The hoop is the only jump without a detachable element. Martin Pollard thinks that means it cannot be as safe as other jumps. He believes that there are people out there who have some good ideas for improved equipment, especially perhaps, the hoop. He's ask if Agilitynet could use the power of the Internet to encourage people to share their ideas. It doesn't matter how daft they are, one or more might spark a new train of thought like what about water noodles?
The problem as I see it is the structure rather than materials used. The original diameter of the hoop was 15" and it was possible to use a car tyre, although, by the end of the eighties, when the size of the hoop was increased, these were becoming hard to obtain.
The 18" motorcycle tyre was only partially successful as the actual diameter was 17.75". To make a tyre comply with the regulations the inside rim had to be gouged out, and the gap sealed up by tape or, horror of horrors, radiused blocks of hardwood.
The 19" tyre was OK, but rather skimpy. In any case, tyres were difficult to obtain in quantity. I used to tour around the tyre depots picking up ones or twos. Then the law changed. Depots were not allowed to store tyres on their premises as if they got wet they produced a nasty toxic fluid. How much easier for the manufacturer to buy a nice new Perry buoy with nothing to do to it.

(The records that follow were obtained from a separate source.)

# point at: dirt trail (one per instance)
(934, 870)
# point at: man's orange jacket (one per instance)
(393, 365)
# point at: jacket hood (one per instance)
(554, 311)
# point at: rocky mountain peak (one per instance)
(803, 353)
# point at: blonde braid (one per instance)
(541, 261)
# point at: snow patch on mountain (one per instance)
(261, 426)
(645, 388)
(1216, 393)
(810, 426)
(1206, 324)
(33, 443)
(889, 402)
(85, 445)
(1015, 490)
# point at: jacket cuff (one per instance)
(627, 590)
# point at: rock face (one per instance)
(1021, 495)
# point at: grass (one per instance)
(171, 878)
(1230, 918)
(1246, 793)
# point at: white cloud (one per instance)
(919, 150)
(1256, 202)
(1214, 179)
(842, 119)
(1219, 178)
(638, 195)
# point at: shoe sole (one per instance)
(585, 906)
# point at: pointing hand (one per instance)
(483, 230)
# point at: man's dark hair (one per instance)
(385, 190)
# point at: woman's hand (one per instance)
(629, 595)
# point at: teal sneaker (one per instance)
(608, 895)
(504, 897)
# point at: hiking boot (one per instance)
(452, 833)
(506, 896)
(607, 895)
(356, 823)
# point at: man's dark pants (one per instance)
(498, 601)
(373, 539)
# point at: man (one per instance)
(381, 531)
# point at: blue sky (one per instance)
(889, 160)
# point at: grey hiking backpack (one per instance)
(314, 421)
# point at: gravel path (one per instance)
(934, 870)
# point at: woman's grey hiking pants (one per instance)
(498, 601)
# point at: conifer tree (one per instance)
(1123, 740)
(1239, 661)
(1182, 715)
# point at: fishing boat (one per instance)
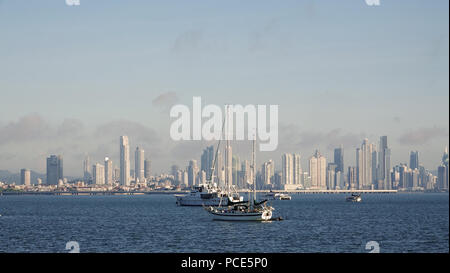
(354, 198)
(209, 194)
(250, 210)
(283, 196)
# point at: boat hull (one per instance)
(236, 216)
(198, 202)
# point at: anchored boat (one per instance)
(354, 198)
(243, 211)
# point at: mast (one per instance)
(228, 177)
(253, 168)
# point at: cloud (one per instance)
(136, 132)
(70, 127)
(188, 40)
(165, 100)
(292, 138)
(422, 135)
(27, 128)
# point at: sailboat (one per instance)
(209, 193)
(250, 210)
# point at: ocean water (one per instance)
(153, 223)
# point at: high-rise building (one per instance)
(287, 165)
(384, 164)
(86, 169)
(297, 169)
(207, 160)
(108, 171)
(331, 176)
(192, 173)
(414, 160)
(236, 169)
(364, 165)
(318, 171)
(268, 173)
(98, 173)
(352, 178)
(124, 161)
(246, 174)
(25, 177)
(228, 165)
(339, 158)
(219, 170)
(442, 182)
(147, 169)
(175, 171)
(54, 169)
(139, 174)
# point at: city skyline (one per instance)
(393, 82)
(373, 170)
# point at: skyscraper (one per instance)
(287, 165)
(384, 164)
(139, 174)
(192, 172)
(443, 179)
(318, 171)
(236, 169)
(331, 176)
(297, 169)
(124, 161)
(414, 160)
(268, 173)
(25, 177)
(364, 165)
(207, 160)
(339, 158)
(147, 169)
(98, 173)
(54, 169)
(352, 178)
(228, 165)
(86, 169)
(108, 172)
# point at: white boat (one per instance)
(243, 211)
(206, 195)
(354, 198)
(277, 196)
(282, 196)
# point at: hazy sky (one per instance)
(73, 79)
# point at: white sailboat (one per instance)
(209, 194)
(243, 211)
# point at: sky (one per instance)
(75, 78)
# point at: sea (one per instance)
(313, 223)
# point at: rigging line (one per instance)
(217, 151)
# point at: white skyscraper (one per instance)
(297, 170)
(98, 172)
(108, 171)
(124, 161)
(25, 177)
(364, 165)
(288, 169)
(139, 173)
(318, 171)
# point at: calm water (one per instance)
(153, 223)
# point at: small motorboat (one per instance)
(282, 196)
(354, 198)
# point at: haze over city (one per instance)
(77, 91)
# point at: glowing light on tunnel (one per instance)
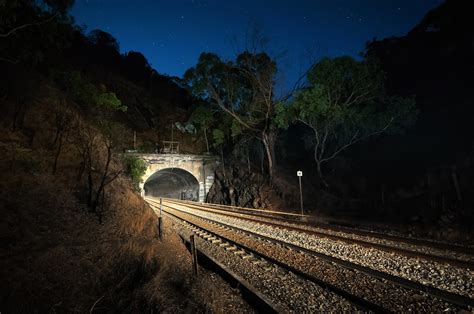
(172, 183)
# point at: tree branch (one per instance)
(16, 29)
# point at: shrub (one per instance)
(135, 168)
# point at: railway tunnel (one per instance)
(174, 183)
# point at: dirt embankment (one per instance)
(55, 256)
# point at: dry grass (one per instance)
(56, 257)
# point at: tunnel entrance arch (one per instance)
(201, 167)
(174, 183)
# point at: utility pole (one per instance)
(300, 174)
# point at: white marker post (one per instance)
(300, 174)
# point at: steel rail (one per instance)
(384, 247)
(359, 302)
(309, 221)
(454, 298)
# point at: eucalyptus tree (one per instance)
(243, 89)
(344, 103)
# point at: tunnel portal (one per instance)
(172, 183)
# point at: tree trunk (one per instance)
(207, 142)
(102, 181)
(320, 174)
(268, 143)
(58, 152)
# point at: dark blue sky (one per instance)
(171, 34)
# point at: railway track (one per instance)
(361, 286)
(457, 255)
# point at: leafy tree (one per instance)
(242, 89)
(135, 168)
(344, 104)
(203, 118)
(29, 29)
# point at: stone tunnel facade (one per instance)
(180, 169)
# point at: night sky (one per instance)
(171, 34)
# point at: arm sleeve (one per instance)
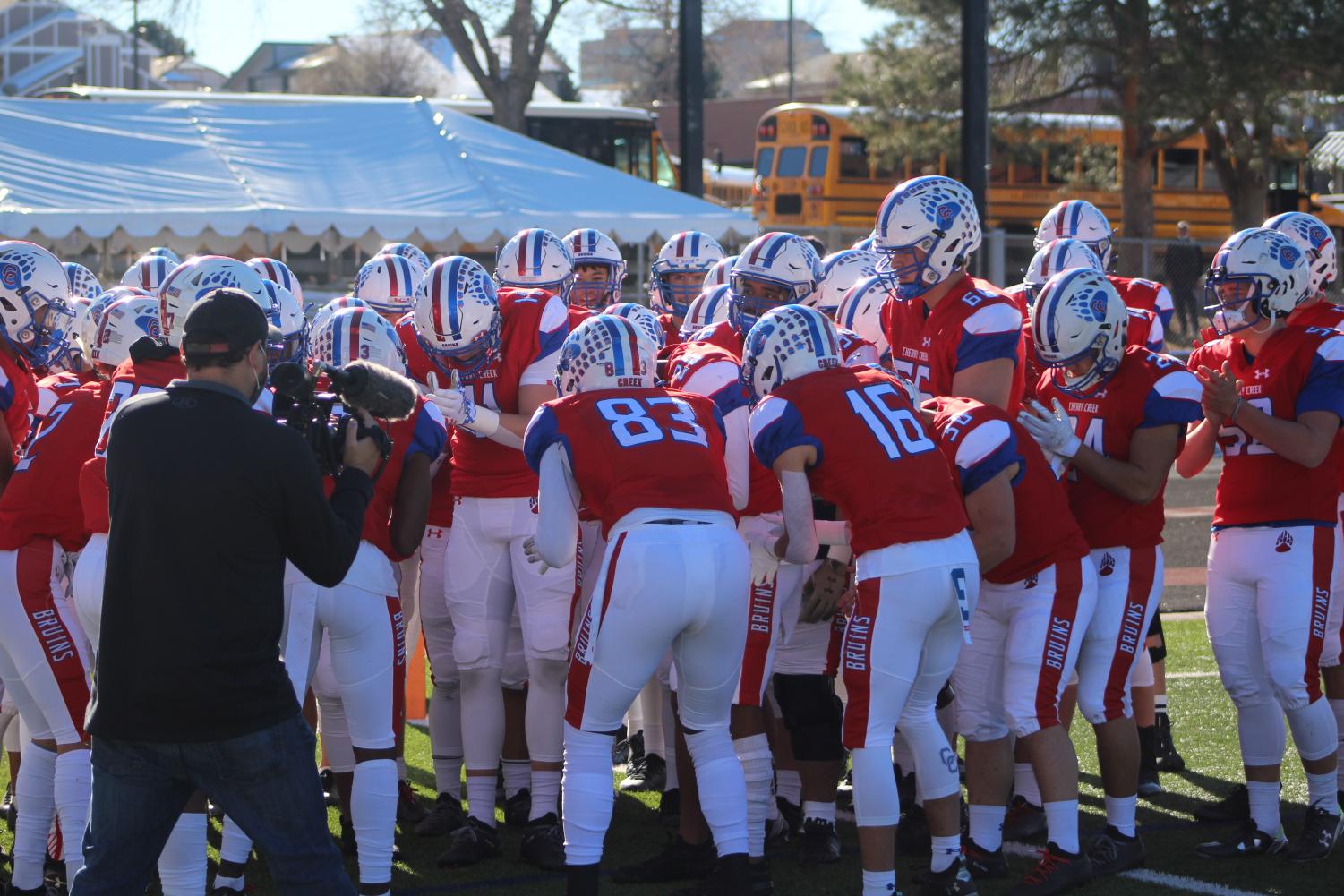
(558, 516)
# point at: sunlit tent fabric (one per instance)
(300, 174)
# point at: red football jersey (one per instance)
(705, 368)
(613, 438)
(131, 378)
(18, 400)
(974, 322)
(875, 458)
(420, 367)
(1298, 370)
(980, 442)
(42, 499)
(1147, 389)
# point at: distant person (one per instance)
(1185, 263)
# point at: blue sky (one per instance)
(223, 32)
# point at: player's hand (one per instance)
(534, 555)
(1053, 429)
(362, 453)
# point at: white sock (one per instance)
(480, 797)
(945, 850)
(1263, 799)
(824, 812)
(182, 864)
(754, 754)
(37, 806)
(72, 788)
(987, 825)
(546, 791)
(1320, 791)
(879, 883)
(1062, 823)
(518, 775)
(235, 847)
(372, 810)
(1024, 782)
(723, 793)
(587, 794)
(1120, 813)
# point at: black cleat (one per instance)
(679, 860)
(1316, 839)
(953, 880)
(471, 844)
(1234, 806)
(1110, 852)
(1058, 872)
(544, 842)
(984, 864)
(820, 842)
(518, 807)
(442, 818)
(1246, 840)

Many years ago I designed a soft hoop made from a ring of ply covered each side with 3" polyurethane foam. The whole was flock sprayed. Unfortunately the only waterproof flock I could get was black. This was not acceptable although I received much encouragement from handlers. It was also very expensive.
The accident mentioned by Jenny Sculley Willis in Speak Out started me thinking again. While I respectfully disagree with Jenny's suggestion to remove the hoop from competition, I am sure this obstacle which is attractive to the public can be made safe and enjoyable for all.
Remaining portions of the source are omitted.